Activating conda environment: .snakemake/conda/3632384e6b33db068b67efa1292d052b_ [Mon May 20 12:56:41 2024] Finished job 2. 2 of 5 steps (40%) done Select jobs to execute... Execute 1 jobs...

[Mon May 20 12:56:41 2024] localrule wrangle_metadata: input: results/SRA.feather output: results/metadata.csv, results/clean_tsv.tsv log: logs/wrangle_metadata/processed_notebook.ipynb jobid: 1 reason: Missing output files: results/metadata.csv; Input files updated by another job: results/SRA.feather resources: tmpdir=/scratch/18864336, runtime=60, partition=cpu, ntasks=1, cpus_per_task=1, mem_mb=8000, mem_mib=7630, max_mb=16000

Activating conda environment: .snakemake/conda/172d91faeddf74aca764e0e713a528e2_ RuleException: CalledProcessError in file /hpc/local/CentOS7/uu_vet_iras/pliu_anaconda/reconstruct_plasmids_snakemake/workflow/metadata.smk, line 76: Command 'source /hpc/local/CentOS7/uu_vet_iras/pliu_anaconda/envs/panaroo/bin/activate '/hpc/local/CentOS7/uu_vet_iras/pliu_anaconda/reconstruct_plasmidssnakemake/.snake make/conda/172d91faeddf74aca764e0e713a528e2'; set -euo pipefail; jupyter-nbconvert --log-level ERROR --execute --output /hpc/local/CentOS7/uu_vet_iras/pliu_anaconda/rec onstruct_plasmids_snakemake/logs/wrangle_metadata/processed_notebook.ipynb --to notebook --ExecutePreprocessor.timeout=-1 /hpc/local/CentOS7/uu_vet_iras/pliu_anaconda/rec onstruct_plasmids_snakemake/.snakemake/scripts/tmphyfhr_xy.wrangle_NCBI_metadata.py.ipynb' returned non-zero exit status 1. [Mon May 20 12:56:48 2024] Error in rule wrangle_metadata: jobid: 1 input: results/SRA.feather output: results/metadata.csv, results/clean_tsv.tsv log: logs/wrangle_metadata/processed_notebook.ipynb (check log file(s) for error details) conda-env: /hpc/local/CentOS7/uu_vet_iras/pliu_anaconda/reconstruct_plasmidssnakemake/.snakemake/conda/172d91faeddf74aca764e0e713a528e2

Shutting down, this might take some time. Exiting because a job execution failed. Look above for error message Complete log: .snakemake/log/2024-05-20T122915.670595.snakemake.log WorkflowError: At least one job did not complete successfully.

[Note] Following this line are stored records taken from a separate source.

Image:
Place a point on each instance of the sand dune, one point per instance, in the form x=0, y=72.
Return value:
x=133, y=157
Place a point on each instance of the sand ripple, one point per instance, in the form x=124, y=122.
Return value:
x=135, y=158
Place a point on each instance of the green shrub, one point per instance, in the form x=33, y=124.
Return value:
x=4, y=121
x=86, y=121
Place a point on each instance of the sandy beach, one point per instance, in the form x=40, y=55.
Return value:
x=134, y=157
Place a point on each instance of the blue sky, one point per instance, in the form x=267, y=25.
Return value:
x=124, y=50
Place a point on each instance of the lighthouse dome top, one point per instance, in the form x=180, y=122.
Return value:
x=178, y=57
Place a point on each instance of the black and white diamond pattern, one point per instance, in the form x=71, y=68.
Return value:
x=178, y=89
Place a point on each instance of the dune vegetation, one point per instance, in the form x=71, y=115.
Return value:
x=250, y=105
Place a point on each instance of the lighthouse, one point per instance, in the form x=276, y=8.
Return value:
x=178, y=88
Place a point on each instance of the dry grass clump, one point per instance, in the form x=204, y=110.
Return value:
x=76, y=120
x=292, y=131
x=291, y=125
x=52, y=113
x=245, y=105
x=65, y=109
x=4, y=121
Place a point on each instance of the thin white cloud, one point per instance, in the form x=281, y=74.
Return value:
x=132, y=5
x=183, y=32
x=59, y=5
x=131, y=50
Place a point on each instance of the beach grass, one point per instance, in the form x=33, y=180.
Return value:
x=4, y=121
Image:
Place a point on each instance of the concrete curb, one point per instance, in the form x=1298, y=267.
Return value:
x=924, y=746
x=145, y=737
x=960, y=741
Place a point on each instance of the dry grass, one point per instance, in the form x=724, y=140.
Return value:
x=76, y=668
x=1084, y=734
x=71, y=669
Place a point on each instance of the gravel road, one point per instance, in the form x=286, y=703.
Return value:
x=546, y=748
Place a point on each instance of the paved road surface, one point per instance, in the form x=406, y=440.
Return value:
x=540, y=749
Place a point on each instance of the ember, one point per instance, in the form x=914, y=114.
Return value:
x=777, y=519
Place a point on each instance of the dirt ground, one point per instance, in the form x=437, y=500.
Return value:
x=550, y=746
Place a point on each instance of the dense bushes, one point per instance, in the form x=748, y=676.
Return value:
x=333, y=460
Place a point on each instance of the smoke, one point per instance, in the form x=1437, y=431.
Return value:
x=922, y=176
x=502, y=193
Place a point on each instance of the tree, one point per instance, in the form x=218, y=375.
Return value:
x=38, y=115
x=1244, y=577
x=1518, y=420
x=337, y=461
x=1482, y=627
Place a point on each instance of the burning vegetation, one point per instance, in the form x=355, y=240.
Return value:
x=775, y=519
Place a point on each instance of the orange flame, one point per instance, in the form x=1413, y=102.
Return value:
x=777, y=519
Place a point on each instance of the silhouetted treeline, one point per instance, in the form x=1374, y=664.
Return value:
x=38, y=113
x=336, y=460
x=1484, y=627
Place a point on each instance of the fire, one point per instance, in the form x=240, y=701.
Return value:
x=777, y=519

bayraktar1 commented 3 months ago

This error occurs because the SRA.feather file is empty. This means that the database did not contain any of the accessions you submitted.

I checked the database manually for a couple of samples you provided, and they were not present. They do, however, seem to be findable on the NCBI website. The studies related to the runs seem to be in the database as well. For example, SRR7850007 is part of the SRP071789 study, and that study has 500 runs in the database.

So this seems to be an issue with the NCBI and the SRA database dump, which I cannot do anything about. Maybe the accession for these studies were updated recently, and the database dump has not been updated by the NCBI yet. If all the accessions are from the same studies, you could try using the study accession instead.